By M C Arun
It does not matter whether one calls it ‘The Great June Uprising’ or ‘Unity Day’ in observing the historic June 18 incident of 2001. What matters is the spirit and the values of the integrity for which 18 laid down their lives, thousands of men and women who suffered injuries and thousands of youths who bared their chests daring the security to shoot them. It was indeed a historic moment. The people of Manipur had stood together against the controversial decision of the Government of India and the lethargic Manipuri politicians. The people did not lose their cool even in anger or in the heat of police firing. Their focus was on one agenda: the integrity of Manipur. The event is being interpreted in different ways; there is no harm in saying June 18 was for unity of the Manipur or Manipuris or for the territorial integrity of the State or even for the renewal of Manipuri’s pride and energy to keep the pride alive. But, one thing is missing that is the strong emotional, sentimental and permanent thread of history of the people of Manipur. This historical thread is deep rooted in the living folklore of the people.
The remembrance or observation of June 18 in a cyclic manner with a pre-planned gathering is meaningless. Such observation will rather strengthen the Ghetto mentality of the smaller groups. This is just a translation of the tokenism of India to effect the over-blown rhetoric of ‘unity in diversity’ in the Manipuri context. June 18 should mean a wider historical responsibility than mere tokenism and parroting some old colonial phrases like ‘divide and rule’. June 18 is not a show of strength or of just floral tributes; it is of accommodation and revisiting the idea of Manipur. The old method of showing respect to departed souls and showcasing the pains and sorrows of victims’ families, giving long speeches do not give any new dimension in the current history of Manipur. June 18 is just to strengthen the idea of accommodation and to cultivate a new sense of identity. June 18 is far beyond the religion, language, ethnic affinities and even the hatred of the ‘wrong doers’ of 2001. So playing out religious rites and rituals of a particular sect just hampers the real spirit of the Day.

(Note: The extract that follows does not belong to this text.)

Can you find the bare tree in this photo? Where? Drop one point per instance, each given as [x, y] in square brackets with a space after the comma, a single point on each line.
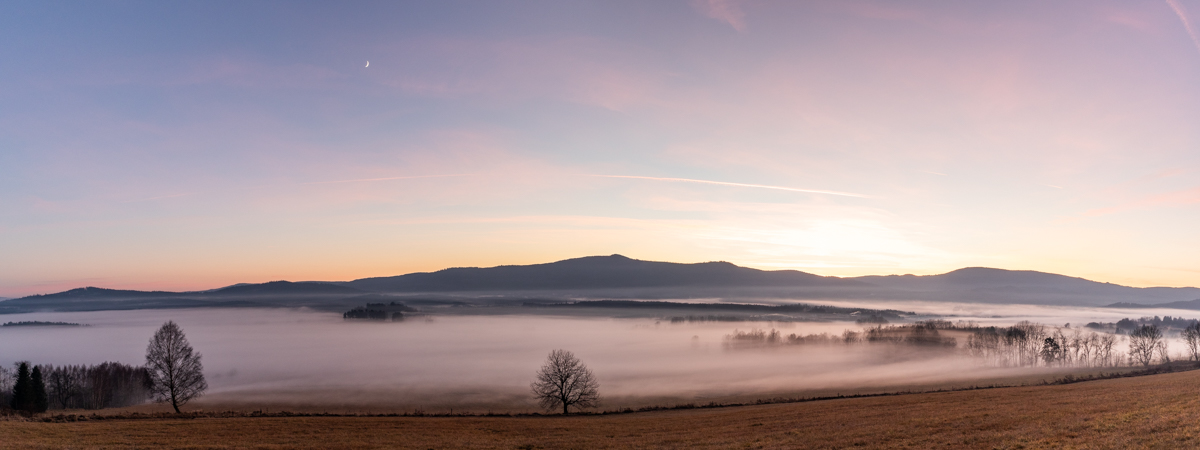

The stories of various victims of the great historical event are dramatically reported in various channels and mediums. To the extent, the victims narrated that they are helpless and they did not get any help or support from either government or people’s organizations. They are suffering as they took part in the event. These stories are blown up to show that they are suffering as they took part in the Uprising. There are thousands of persons who had been beaten up by the police personnel; many hundreds hurt themselves in burning down the offices of political parties and State Assembly. Still there are many more individuals who had injured themselves in the night processions and demonstrations. All these sufferings are part and parcel of the people’s movement to create the historic Day. Then what is the use of showing sympathy on selected few on the very day of observation of the Day. The sufferings that have been brought by June 18 cannot be compensated. Many news items in both print and electronic media that narrated the human pain and suffering of some living victims is indeed ugly side of the observation of the Day. It belittles the noble steps of the people on the Day.
The observation of the Day may be organized on different parts of the State or even outside the State. June 18 was not for a place but for a people. The observation should aim to accommodate more and more people which cannot be accommodated in a limited space (though it has its own sacredness) of Kekrupat. Wherever there is a person who think Manipur is a historical necessity, one can observe the Day. Loving Manipur, in this form or a form that should be materialized in future, is enough for observance of the Day. For loving Manipur, you do not have to belong to a group or another.
Just love it and say: Long live Manipur.